Settings
All configuration for drf-pyseto is managed through a single dictionary in your settings.py named DRF_PYSETO.
DRF_PYSETO = {
"KEY": "my-secure-32-byte-secret-key-strr",
"ACCESS_LIFETIME": 300,
"REFRESH_LIFETIME": 86400,
# ... other settings
}
Core Settings
KEY
Required. Must be a 32-byte string (or a base64url encoded representation of a 32-byte key).
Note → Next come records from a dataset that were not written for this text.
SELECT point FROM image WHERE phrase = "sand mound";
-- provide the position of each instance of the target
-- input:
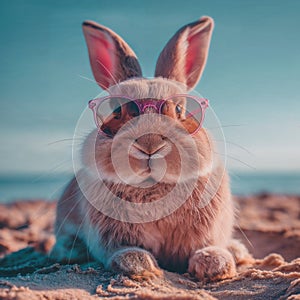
(267, 224)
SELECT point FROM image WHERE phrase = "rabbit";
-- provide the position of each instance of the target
(193, 238)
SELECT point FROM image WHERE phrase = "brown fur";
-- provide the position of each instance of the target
(195, 236)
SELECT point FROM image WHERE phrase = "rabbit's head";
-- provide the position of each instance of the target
(148, 139)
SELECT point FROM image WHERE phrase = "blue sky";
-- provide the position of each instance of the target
(251, 78)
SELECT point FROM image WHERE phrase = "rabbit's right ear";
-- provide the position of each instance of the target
(112, 60)
(184, 57)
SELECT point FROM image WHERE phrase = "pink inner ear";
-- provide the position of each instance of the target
(102, 58)
(192, 52)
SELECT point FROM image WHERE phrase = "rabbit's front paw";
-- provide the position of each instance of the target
(212, 264)
(135, 262)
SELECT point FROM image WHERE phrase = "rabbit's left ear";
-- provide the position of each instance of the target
(184, 57)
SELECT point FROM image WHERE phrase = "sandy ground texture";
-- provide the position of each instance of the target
(269, 225)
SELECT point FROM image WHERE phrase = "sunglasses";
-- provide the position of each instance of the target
(112, 112)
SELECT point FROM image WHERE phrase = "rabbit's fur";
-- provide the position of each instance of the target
(195, 237)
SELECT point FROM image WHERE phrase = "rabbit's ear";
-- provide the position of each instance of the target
(184, 57)
(112, 60)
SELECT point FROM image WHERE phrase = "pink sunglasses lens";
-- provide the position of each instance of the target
(187, 110)
(113, 112)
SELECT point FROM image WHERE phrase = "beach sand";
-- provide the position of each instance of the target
(269, 225)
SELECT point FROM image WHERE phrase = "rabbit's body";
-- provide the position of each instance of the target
(195, 236)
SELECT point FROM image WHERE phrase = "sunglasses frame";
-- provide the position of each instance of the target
(144, 103)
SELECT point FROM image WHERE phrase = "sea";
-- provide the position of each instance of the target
(49, 188)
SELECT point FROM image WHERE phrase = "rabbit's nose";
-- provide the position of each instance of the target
(150, 143)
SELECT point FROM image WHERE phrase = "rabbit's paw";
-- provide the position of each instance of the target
(136, 263)
(212, 264)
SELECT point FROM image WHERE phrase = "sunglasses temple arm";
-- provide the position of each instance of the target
(193, 112)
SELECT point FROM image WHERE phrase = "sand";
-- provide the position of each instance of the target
(269, 225)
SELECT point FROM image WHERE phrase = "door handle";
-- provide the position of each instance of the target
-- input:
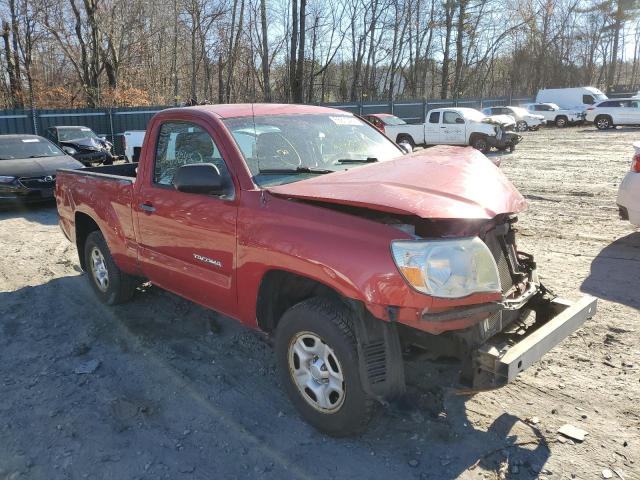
(147, 207)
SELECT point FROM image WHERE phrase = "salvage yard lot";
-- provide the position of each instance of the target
(170, 390)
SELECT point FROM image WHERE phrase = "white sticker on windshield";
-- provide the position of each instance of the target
(345, 120)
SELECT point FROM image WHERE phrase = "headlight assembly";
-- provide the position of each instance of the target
(447, 268)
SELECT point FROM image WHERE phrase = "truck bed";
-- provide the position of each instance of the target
(128, 170)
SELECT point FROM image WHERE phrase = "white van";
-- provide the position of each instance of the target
(580, 97)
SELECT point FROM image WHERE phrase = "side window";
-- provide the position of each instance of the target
(452, 117)
(182, 143)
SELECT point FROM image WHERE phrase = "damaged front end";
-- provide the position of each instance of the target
(508, 335)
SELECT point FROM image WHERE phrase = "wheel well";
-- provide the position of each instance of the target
(475, 135)
(84, 226)
(280, 290)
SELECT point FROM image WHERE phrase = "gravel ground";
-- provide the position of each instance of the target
(181, 392)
This key securely encrypts and decrypts the PASETO Payload. Because v4.local uses symmetric encryption, you must never expose this key. If this key is lost, all active tokens immediately become invalid.
ACCESS_LIFETIME
Default: 300 (5 minutes)
The lifetime of the access token in seconds. Access tokens should generally be kept short-lived.
REFRESH_LIFETIME
Default: 86400 (1 day)
The lifetime of the refresh token in seconds. This allows a user to stay authenticated over longer periods without needing to continually input their credentials.
User Mapping
USER_ID_FIELD
Default: "id"
The field on your custom Django User model that serves as a unique identifier. This field's value is what gets embedded into PASETO tokens.
USER_ID_CLAIM
Default: "user_id"
The claim key inside the PASETO payload containing the User ID.
Token Identifiers
TOKEN_TYPE_CLAIM
Default: "typ"
The claim key inside the PASETO payload used to differentiate between "access" and "refresh" tokens. This prevents attackers from submitting a valid refresh token directly to an endpoint that expects an access token.
AUTH_HEADER_TYPE
Default: "Bearer"
The string prefix expected in the Authorization header. You can change this to PASETO or any other string if you prefer:
Standard PASETO Claims (Optional)
You can also enforce strict validation on top of expiration. If provided, drf-pyseto will ensure these claims match when verifying incoming tokens.
ISSUER
Default: None
Sets the iss claim. Provides the identifier (usually a URL) of the server that issued the token.
AUDIENCE
Default: None
Sets the aud claim. Provides the identifier of the intended recipient (the client application) for the token.